Let’s explore what shame is and how it can impact our lives.
According to John Bradshaw, in his book Healing the Shame that Binds You, he writes, “Shame looks to the outside for happiness and validation because the inside is flawed and defective.”
Shame often forms our personal identity, or what we call a “false self.”
Where does shame come from?
Typically, shame originates from negative experiences during our formative years.
Here are some familiar sources of shame that come from negative experiences:
1. Emotional trauma (death of a loved one, divorce, witnessing an act of violence, emotional abuse, personal failures)
2. Physical trauma (being in a car accident, experiencing physical abuse, military action, war, or other physical accidents)
3. Personal neglect (a child with needs not met, being left alone at a young age, living in a poor or financially distressed family, ignored by a babysitter, uncared for properly by an absent parent possibly caused by poor behavior of the parent, such as due to alcoholism)
4. Verbal abuse (verbally abusive parents toward the child or even one another, witnessing verbal abuse from a critical role model such as siblings or parents)
5. Spiritual abuse (discipline with guilt of God, using God to manipulate behaviors, a pastor or church member in authority abusing a child)
6. Abandonment (divorce, a parent leaving, death of a loved one, older sibling moving away or going to college, a parent taking a work shift in the evenings, a parent working two or more jobs that are keeping them away from home.)
The following events may seem less significant and would be less likely to be the cause of trauma, but they can be substantial to a young person who doesn’t understand otherwise. With young children, the universe revolves around them, and everything that happens can be perceived personally. They do not see the “big picture.”
- Being left behind at home when others go to have fun
- Witnessing a sibling being abused
- Being ignored while a parent is doing something else (like watching TV or on the cell phone)
Here are some common quotes we have all heard and the resulting shame that can be initiated.
Statement: Children are to be seen and not heard.
Unintended message: Be quiet, don’t bother me. What you say doesn’t matter. You are unimportant.
Statement: Big boys don’t cry.
Unintended message: Be tough, be strong, don’t be an emotional wimp. Your feelings are not important or welcome here. You are weak and don’t measure up if you cry.
Statement: Don’t do that; you are going to get hurt.
Unintended message: Be careful, don’t take risks. You are not competent to do it. You are not capable.
Statement: Do it right the first time, or don’t bother trying.
Unintended message: Be perfect, don’t just try. If you fail, you don’t measure up, and you’re worthless. You are insignificant.
Most of these statements result in implying that you should stuff your emotions and that you should not express your thoughts or feelings.
When shame is present, we often seek external stimuli to cope with negative feelings or self-image. Pornography serves as an everyday escape, providing a false sense of intimacy. Other behaviors, such as substance abuse, will numb the pain of the shame while activities like compulsive shopping will attempt to fill the void and distract from the lack of a positive self-image. Even the relentless pursuit of success can act as a means to externally heal the negative self-image of shame within oneself.

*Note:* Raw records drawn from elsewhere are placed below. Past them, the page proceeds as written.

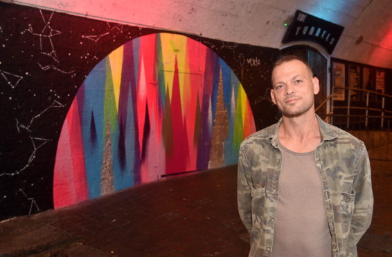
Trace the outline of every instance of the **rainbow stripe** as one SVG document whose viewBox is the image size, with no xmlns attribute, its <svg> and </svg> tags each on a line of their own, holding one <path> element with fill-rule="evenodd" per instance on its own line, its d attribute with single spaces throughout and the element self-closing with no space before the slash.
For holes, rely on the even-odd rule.
<svg viewBox="0 0 392 257">
<path fill-rule="evenodd" d="M 136 38 L 97 64 L 71 106 L 56 154 L 55 208 L 235 164 L 255 131 L 241 84 L 211 49 L 176 34 Z"/>
</svg>

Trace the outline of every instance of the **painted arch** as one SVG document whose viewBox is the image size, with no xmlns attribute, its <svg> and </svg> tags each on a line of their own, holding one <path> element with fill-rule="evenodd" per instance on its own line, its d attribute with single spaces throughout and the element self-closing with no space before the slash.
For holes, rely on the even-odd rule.
<svg viewBox="0 0 392 257">
<path fill-rule="evenodd" d="M 235 164 L 255 131 L 241 83 L 213 50 L 177 34 L 134 39 L 99 62 L 73 99 L 56 153 L 55 208 Z"/>
</svg>

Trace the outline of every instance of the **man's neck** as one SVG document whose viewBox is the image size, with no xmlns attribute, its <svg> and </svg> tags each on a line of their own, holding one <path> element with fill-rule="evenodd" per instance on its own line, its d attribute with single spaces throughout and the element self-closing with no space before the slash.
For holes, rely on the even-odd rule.
<svg viewBox="0 0 392 257">
<path fill-rule="evenodd" d="M 319 122 L 314 113 L 299 117 L 283 117 L 278 138 L 281 144 L 294 152 L 314 150 L 321 141 Z"/>
</svg>

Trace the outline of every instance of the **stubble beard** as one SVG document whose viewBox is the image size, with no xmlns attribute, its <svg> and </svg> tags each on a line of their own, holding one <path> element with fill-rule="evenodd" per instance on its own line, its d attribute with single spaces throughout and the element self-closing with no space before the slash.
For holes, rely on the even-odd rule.
<svg viewBox="0 0 392 257">
<path fill-rule="evenodd" d="M 285 105 L 283 105 L 281 106 L 278 106 L 278 107 L 283 116 L 289 118 L 292 118 L 292 117 L 301 116 L 303 114 L 308 112 L 309 110 L 312 108 L 312 106 L 313 106 L 314 103 L 314 95 L 312 95 L 312 99 L 305 102 L 301 106 L 299 106 L 298 108 L 292 110 L 290 108 L 290 106 L 287 106 Z"/>
</svg>

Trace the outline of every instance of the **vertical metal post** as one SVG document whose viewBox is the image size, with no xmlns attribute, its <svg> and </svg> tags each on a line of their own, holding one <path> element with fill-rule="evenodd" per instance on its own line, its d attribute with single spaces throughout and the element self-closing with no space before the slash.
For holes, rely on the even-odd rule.
<svg viewBox="0 0 392 257">
<path fill-rule="evenodd" d="M 381 106 L 381 129 L 384 127 L 384 107 L 385 106 L 385 97 L 382 96 L 382 105 Z"/>
<path fill-rule="evenodd" d="M 348 103 L 347 103 L 347 122 L 346 122 L 346 126 L 347 126 L 347 129 L 348 129 L 348 127 L 350 126 L 350 99 L 351 99 L 351 95 L 350 95 L 350 88 L 348 88 L 348 99 L 347 99 Z"/>
<path fill-rule="evenodd" d="M 366 92 L 366 116 L 365 117 L 365 128 L 368 128 L 368 116 L 369 114 L 369 92 Z"/>
</svg>

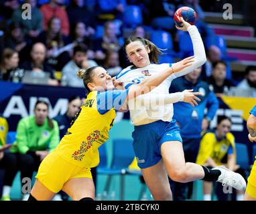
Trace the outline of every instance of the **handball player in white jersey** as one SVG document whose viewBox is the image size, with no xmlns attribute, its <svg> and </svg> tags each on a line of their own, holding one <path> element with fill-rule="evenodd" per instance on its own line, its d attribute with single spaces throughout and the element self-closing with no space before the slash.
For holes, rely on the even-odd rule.
<svg viewBox="0 0 256 214">
<path fill-rule="evenodd" d="M 172 119 L 172 103 L 187 101 L 194 106 L 198 99 L 196 94 L 188 90 L 169 94 L 169 88 L 174 79 L 201 66 L 206 62 L 206 58 L 196 27 L 184 21 L 182 17 L 180 19 L 183 27 L 176 27 L 188 31 L 193 43 L 192 66 L 172 74 L 151 92 L 128 102 L 135 126 L 133 149 L 138 166 L 155 200 L 172 200 L 168 175 L 172 180 L 181 183 L 202 179 L 219 181 L 239 190 L 245 189 L 246 186 L 242 176 L 222 167 L 209 169 L 185 162 L 180 128 Z M 123 82 L 125 89 L 172 66 L 171 64 L 157 64 L 161 51 L 149 40 L 131 37 L 125 39 L 124 48 L 132 66 L 123 70 L 116 79 Z M 194 96 L 194 99 L 188 99 L 190 101 L 188 102 L 188 98 L 191 96 Z M 159 104 L 155 104 L 157 101 Z"/>
</svg>

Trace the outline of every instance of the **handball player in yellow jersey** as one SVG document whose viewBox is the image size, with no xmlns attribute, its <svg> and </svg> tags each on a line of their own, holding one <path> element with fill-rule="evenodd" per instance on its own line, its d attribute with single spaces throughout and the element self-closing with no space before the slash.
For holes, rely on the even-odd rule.
<svg viewBox="0 0 256 214">
<path fill-rule="evenodd" d="M 78 76 L 90 92 L 58 147 L 42 162 L 28 200 L 51 200 L 60 190 L 74 201 L 94 200 L 90 168 L 99 163 L 98 148 L 108 139 L 116 112 L 193 61 L 194 57 L 186 58 L 123 91 L 114 90 L 111 77 L 101 67 L 79 70 Z M 200 101 L 196 95 L 191 92 L 191 100 Z"/>
<path fill-rule="evenodd" d="M 249 140 L 251 142 L 256 142 L 256 106 L 250 111 L 247 125 L 249 131 Z M 254 161 L 250 176 L 248 178 L 247 187 L 243 200 L 256 201 L 256 160 Z"/>
</svg>

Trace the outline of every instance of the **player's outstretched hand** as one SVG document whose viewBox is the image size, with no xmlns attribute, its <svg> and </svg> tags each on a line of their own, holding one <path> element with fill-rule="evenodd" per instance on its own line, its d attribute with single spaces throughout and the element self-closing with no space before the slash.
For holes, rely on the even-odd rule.
<svg viewBox="0 0 256 214">
<path fill-rule="evenodd" d="M 184 94 L 183 102 L 190 104 L 193 107 L 198 105 L 196 100 L 201 101 L 197 97 L 197 96 L 202 96 L 202 94 L 200 92 L 193 92 L 193 89 L 184 90 L 182 92 Z"/>
<path fill-rule="evenodd" d="M 248 138 L 251 142 L 256 142 L 256 137 L 253 138 L 250 134 L 248 134 Z"/>
<path fill-rule="evenodd" d="M 182 17 L 180 16 L 177 16 L 177 17 L 179 19 L 180 21 L 182 22 L 183 26 L 182 26 L 182 27 L 178 27 L 177 25 L 176 25 L 176 28 L 178 29 L 180 29 L 181 31 L 188 31 L 188 27 L 189 26 L 191 26 L 191 25 L 188 22 L 186 22 L 186 21 L 184 21 L 183 17 Z M 182 42 L 182 41 L 180 41 Z"/>
<path fill-rule="evenodd" d="M 182 61 L 178 62 L 174 64 L 172 66 L 174 73 L 178 72 L 182 69 L 190 66 L 192 63 L 194 61 L 194 56 L 190 56 L 189 58 L 186 58 Z"/>
</svg>

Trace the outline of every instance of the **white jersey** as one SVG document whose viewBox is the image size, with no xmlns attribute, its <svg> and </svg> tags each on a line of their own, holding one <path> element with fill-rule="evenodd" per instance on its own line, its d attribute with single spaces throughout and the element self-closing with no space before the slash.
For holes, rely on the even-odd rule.
<svg viewBox="0 0 256 214">
<path fill-rule="evenodd" d="M 194 52 L 194 62 L 190 67 L 187 67 L 182 70 L 172 74 L 160 85 L 152 90 L 149 93 L 139 96 L 135 99 L 128 101 L 129 109 L 130 110 L 132 122 L 135 125 L 149 123 L 149 119 L 151 120 L 162 120 L 163 121 L 171 121 L 174 114 L 174 108 L 172 104 L 163 104 L 162 103 L 155 103 L 150 106 L 145 106 L 141 104 L 141 99 L 145 96 L 153 98 L 157 94 L 169 94 L 169 88 L 172 81 L 177 77 L 184 76 L 194 69 L 201 66 L 206 60 L 204 45 L 196 26 L 190 26 L 188 31 L 190 35 Z M 180 41 L 182 42 L 182 41 Z M 172 64 L 149 64 L 141 68 L 136 68 L 133 66 L 129 66 L 123 70 L 117 76 L 117 79 L 123 82 L 125 89 L 129 88 L 133 84 L 138 84 L 145 78 L 155 75 L 161 71 L 168 69 Z M 183 97 L 180 96 L 180 100 Z"/>
</svg>

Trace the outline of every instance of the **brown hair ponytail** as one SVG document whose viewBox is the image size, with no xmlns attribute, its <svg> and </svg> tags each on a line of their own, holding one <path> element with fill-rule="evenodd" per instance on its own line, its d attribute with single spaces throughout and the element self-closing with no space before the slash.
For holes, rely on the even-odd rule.
<svg viewBox="0 0 256 214">
<path fill-rule="evenodd" d="M 149 54 L 150 62 L 157 64 L 159 62 L 158 56 L 162 54 L 162 51 L 163 49 L 157 47 L 153 43 L 147 40 L 146 39 L 143 39 L 137 36 L 131 36 L 125 39 L 124 49 L 125 51 L 125 47 L 130 43 L 135 41 L 139 41 L 141 42 L 144 46 L 147 46 L 150 49 L 150 53 Z"/>
</svg>

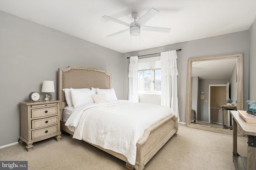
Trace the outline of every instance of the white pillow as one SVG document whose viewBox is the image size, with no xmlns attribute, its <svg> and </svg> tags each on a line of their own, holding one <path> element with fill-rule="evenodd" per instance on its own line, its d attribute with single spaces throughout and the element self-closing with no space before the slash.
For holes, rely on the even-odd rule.
<svg viewBox="0 0 256 170">
<path fill-rule="evenodd" d="M 78 106 L 88 103 L 94 103 L 94 102 L 92 97 L 92 94 L 95 94 L 95 92 L 94 90 L 84 90 L 71 88 L 71 97 L 74 107 L 76 108 Z"/>
<path fill-rule="evenodd" d="M 89 88 L 78 88 L 77 89 L 83 89 L 86 91 L 90 91 L 91 90 Z M 69 107 L 73 106 L 73 102 L 72 102 L 72 98 L 71 97 L 71 89 L 70 88 L 64 88 L 62 91 L 65 93 L 65 98 L 66 98 L 66 101 Z"/>
<path fill-rule="evenodd" d="M 105 94 L 92 94 L 92 97 L 95 103 L 106 103 L 108 102 Z"/>
<path fill-rule="evenodd" d="M 97 94 L 104 94 L 110 102 L 117 100 L 114 88 L 111 89 L 100 89 L 98 88 L 97 89 Z"/>
</svg>

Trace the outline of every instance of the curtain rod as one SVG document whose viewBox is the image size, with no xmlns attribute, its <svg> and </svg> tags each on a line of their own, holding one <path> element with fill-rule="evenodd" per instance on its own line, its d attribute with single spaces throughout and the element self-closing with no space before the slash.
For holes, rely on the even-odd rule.
<svg viewBox="0 0 256 170">
<path fill-rule="evenodd" d="M 182 49 L 178 49 L 178 50 L 176 50 L 176 51 L 182 51 Z M 154 55 L 154 54 L 161 54 L 161 53 L 154 53 L 154 54 L 146 54 L 146 55 L 139 55 L 139 56 L 138 56 L 138 57 L 139 57 L 146 56 L 147 56 L 147 55 Z M 130 57 L 127 57 L 127 59 L 130 59 Z"/>
</svg>

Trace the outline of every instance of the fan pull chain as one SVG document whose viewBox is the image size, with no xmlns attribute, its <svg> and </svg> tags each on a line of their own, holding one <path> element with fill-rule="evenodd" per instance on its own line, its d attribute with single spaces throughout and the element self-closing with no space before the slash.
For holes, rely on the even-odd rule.
<svg viewBox="0 0 256 170">
<path fill-rule="evenodd" d="M 130 47 L 132 47 L 132 35 L 130 35 Z"/>
</svg>

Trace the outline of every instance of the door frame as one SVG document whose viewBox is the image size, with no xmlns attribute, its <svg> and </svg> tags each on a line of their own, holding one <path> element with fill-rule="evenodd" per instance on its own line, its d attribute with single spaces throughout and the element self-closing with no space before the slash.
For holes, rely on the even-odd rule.
<svg viewBox="0 0 256 170">
<path fill-rule="evenodd" d="M 208 99 L 208 121 L 209 123 L 211 123 L 211 86 L 228 86 L 228 83 L 226 84 L 209 84 L 209 97 Z M 226 88 L 226 96 L 227 93 L 229 93 L 228 90 L 227 90 Z"/>
</svg>

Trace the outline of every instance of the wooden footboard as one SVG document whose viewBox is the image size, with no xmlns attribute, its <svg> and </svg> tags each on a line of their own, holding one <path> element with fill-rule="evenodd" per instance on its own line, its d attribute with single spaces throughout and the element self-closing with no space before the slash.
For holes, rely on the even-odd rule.
<svg viewBox="0 0 256 170">
<path fill-rule="evenodd" d="M 135 169 L 141 170 L 174 135 L 178 134 L 178 120 L 170 115 L 145 131 L 137 143 Z"/>
<path fill-rule="evenodd" d="M 60 121 L 61 130 L 73 135 L 74 133 L 65 126 L 65 123 L 63 121 Z M 173 115 L 163 119 L 147 129 L 136 144 L 137 155 L 135 166 L 128 163 L 127 158 L 122 154 L 89 143 L 126 162 L 127 168 L 132 170 L 135 168 L 137 170 L 141 170 L 173 135 L 177 135 L 178 130 L 178 119 Z"/>
</svg>

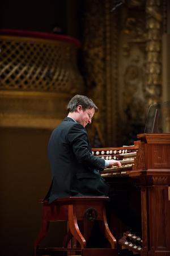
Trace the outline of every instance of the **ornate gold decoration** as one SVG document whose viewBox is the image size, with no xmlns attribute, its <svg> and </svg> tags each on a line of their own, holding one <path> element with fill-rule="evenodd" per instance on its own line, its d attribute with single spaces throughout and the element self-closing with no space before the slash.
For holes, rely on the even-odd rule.
<svg viewBox="0 0 170 256">
<path fill-rule="evenodd" d="M 157 103 L 162 96 L 160 0 L 146 1 L 146 96 L 148 105 Z"/>
<path fill-rule="evenodd" d="M 1 36 L 1 90 L 82 90 L 76 48 L 66 42 Z"/>
<path fill-rule="evenodd" d="M 83 90 L 69 42 L 1 36 L 0 126 L 53 129 Z"/>
<path fill-rule="evenodd" d="M 94 131 L 98 130 L 101 142 L 105 141 L 104 146 L 115 145 L 117 139 L 117 25 L 115 23 L 113 28 L 112 37 L 112 5 L 110 0 L 86 1 L 83 19 L 87 91 L 99 109 L 95 115 L 94 129 L 90 129 L 89 134 L 92 139 Z"/>
<path fill-rule="evenodd" d="M 137 9 L 137 6 L 138 9 Z M 120 11 L 118 46 L 119 125 L 122 143 L 132 144 L 146 120 L 144 1 L 128 1 Z M 150 56 L 155 57 L 155 56 Z"/>
<path fill-rule="evenodd" d="M 101 120 L 105 118 L 104 10 L 104 1 L 99 2 L 99 0 L 88 0 L 86 1 L 82 20 L 84 27 L 83 53 L 86 91 L 99 109 L 99 112 L 94 116 L 92 123 L 94 127 L 88 131 L 92 142 L 94 133 L 97 130 L 96 128 L 100 127 L 101 134 L 104 134 L 105 126 L 104 122 L 101 122 Z M 103 139 L 100 138 L 101 140 Z"/>
</svg>

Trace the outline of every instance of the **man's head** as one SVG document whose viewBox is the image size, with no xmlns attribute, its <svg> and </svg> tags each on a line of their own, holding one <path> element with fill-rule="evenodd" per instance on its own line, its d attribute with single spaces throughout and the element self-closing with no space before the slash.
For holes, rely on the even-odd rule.
<svg viewBox="0 0 170 256">
<path fill-rule="evenodd" d="M 67 106 L 68 117 L 73 118 L 84 127 L 91 123 L 95 112 L 97 110 L 92 100 L 83 95 L 75 95 Z"/>
</svg>

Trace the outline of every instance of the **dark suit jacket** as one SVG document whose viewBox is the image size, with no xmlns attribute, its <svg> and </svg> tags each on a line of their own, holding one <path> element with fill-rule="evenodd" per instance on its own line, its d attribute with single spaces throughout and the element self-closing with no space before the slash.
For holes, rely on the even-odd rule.
<svg viewBox="0 0 170 256">
<path fill-rule="evenodd" d="M 106 196 L 108 185 L 98 171 L 104 159 L 94 156 L 84 127 L 66 117 L 53 131 L 48 144 L 53 176 L 48 197 Z"/>
</svg>

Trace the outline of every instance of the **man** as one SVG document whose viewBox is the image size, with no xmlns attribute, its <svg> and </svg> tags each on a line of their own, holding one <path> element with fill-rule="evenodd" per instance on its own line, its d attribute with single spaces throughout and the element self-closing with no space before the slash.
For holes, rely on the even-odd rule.
<svg viewBox="0 0 170 256">
<path fill-rule="evenodd" d="M 70 101 L 68 115 L 53 131 L 48 155 L 53 180 L 46 198 L 107 196 L 108 186 L 100 171 L 121 166 L 117 160 L 105 160 L 92 155 L 86 126 L 91 123 L 97 108 L 86 96 L 76 95 Z"/>
</svg>

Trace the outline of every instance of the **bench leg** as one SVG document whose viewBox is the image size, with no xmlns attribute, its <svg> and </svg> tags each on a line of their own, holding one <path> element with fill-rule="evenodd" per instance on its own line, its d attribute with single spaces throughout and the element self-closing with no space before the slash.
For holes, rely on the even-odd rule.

“In the absence of a truth, the counterfeit will do.”
From a spiritual standpoint, it is crucial to recognize that Satan deceives us by presenting worldly things as counterfeits in an attempt to keep us away from our shame. Although it may appear on the surface that he is doing us a favor (which is his ultimate aim), in reality, we become bound by his lies, preventing us from healing the root causes of our shame and limiting us from living as Christ intended.
Understanding the roots and sources of shame is vital to address and overcome its impact on our lives.
Many individuals experience feelings of isolation and misunderstanding, which align with Satan’s objective of keeping us separated. This is where his influence lies. However, it is essential to recognize that most of us encounter similar root perceptions of shame. We refer to this as the Shame Inventory.
Look at this list, and see if you identify, even mildly, with 1, 2, or many of them.
I am a loser.
I am not a good person.
I am not lovable.
I am undesirable.
I am evil.
I am a pervert.
I am pathetic.
I am stupid.
I am a bad person.
I am worthless.
I am a monster.
I am repulsive.
I am shameful.
I am a terrible person.
I am despicable.
I am ugly.
I can’t change.
I am a failure.
I am incompetent.
I am insignificant.
I don’t deserve love.
I am damaged goods.
I have to be perfect to deserve love.
I am wicked.
No one could ever understand me.
The average person can typically relate to 7-10 of these statements, which often fuel our behaviors when feelings of shame arise. Consequently, these statements shape our identity.
No matter what you have done or been told in your life, it’s important to remember that these statements are not a reflection of your true identity. While your behavior may exhibit the characteristics mentioned, at the core, this is not who you indeed are. These statements should not define you. This realization is excellent news for you. Any statements you have identified as circled or written in are behavioral defects that can be changed and healed.
Another perspective on these perceived imperfections is known as the “false self.” The false self is a self-image that one develops throughout life, which does not align with the true identity created by God. The shame statements you have identified in the previous exercise are one way of defining your false self.